EU-Reformvertrag: ÖSR-Tiefenbacher fordert nationalen Schulterschluss

Volksabstimmung über EU-Reformvertrag als nationalstaatliche Notwendigkeit

Wien (OTS) - "Jene tüchtigen Menschen, die dieses Land nach den Wirren des Zweiten Weltkrieges mit ihrem Ehrgeiz und Fleiß wieder aufgebaut haben und denen wir in unseren Tagen zu großem Dank verpflichtet sind, müssen auch selbst entscheiden dürfen, wie ihre Zukunft in Europa aussehen soll", stellte heute der Obmann des Österreichischen Seniorenringes, Dr. Edwin Tiefenbacher fest. "Sollte der EU-Reformvertrag in Kraft treten, ohne die Bevölkerung in Österreich darüber zu befragen, wäre dies ein eklatanter Verstoß gegen die österreichische Verfassung", ergänzte ÖSR-Generalsekretär FPÖ-NAbg. Werner Neubauer.

"Wenn das die Demokratie ist, die uns von Brüssel so angepriesen wird, dann wollen wir sie nicht. Dafür haben wir sicher nicht so hart gearbeitet, um unser Österreich aufzubauen und zu bewahren, als dass nun Polen, Tschechen und andere über das Schicksal von uns allen entscheiden und wir selbst nicht darüber entscheiden dürfen, wo unser Weg hinführen wird", so Tiefenbacher.
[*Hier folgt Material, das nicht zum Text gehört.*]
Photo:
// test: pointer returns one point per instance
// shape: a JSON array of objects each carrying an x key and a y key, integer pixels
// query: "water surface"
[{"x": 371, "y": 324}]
"Bei einer derartigen Vorgehensweise, bei dem die Grundrechte der Menschen durch den Eingriff in bestehende Verfassungen ungeniert eingeengt bzw. beschnitten werden, muss sich die österreichische Bevölkerung die Frage stellen, ob sie so einer "Gemeinschaft" überhaupt als Mitglied weiterhin angehören will, so Neubauer.

"Bis auf die Freiheitliche Partei Österreichs stürzen sich alle im Parlament vertretenen Parteien voller Freude in die Abhängigkeit des EU-Reformvertrags. Das geschieht, wie man weiß, gegen den Willen der Bürger dieses Landes. Die freiheitlichen Senioren werden sich dies jedenfalls nicht gefallen lassen und alle demokratischen Möglichkeiten ausschöpfen, dieser Entwicklung Einhalt zu gebieten", schlossen Neubauer und Tiefenbacher.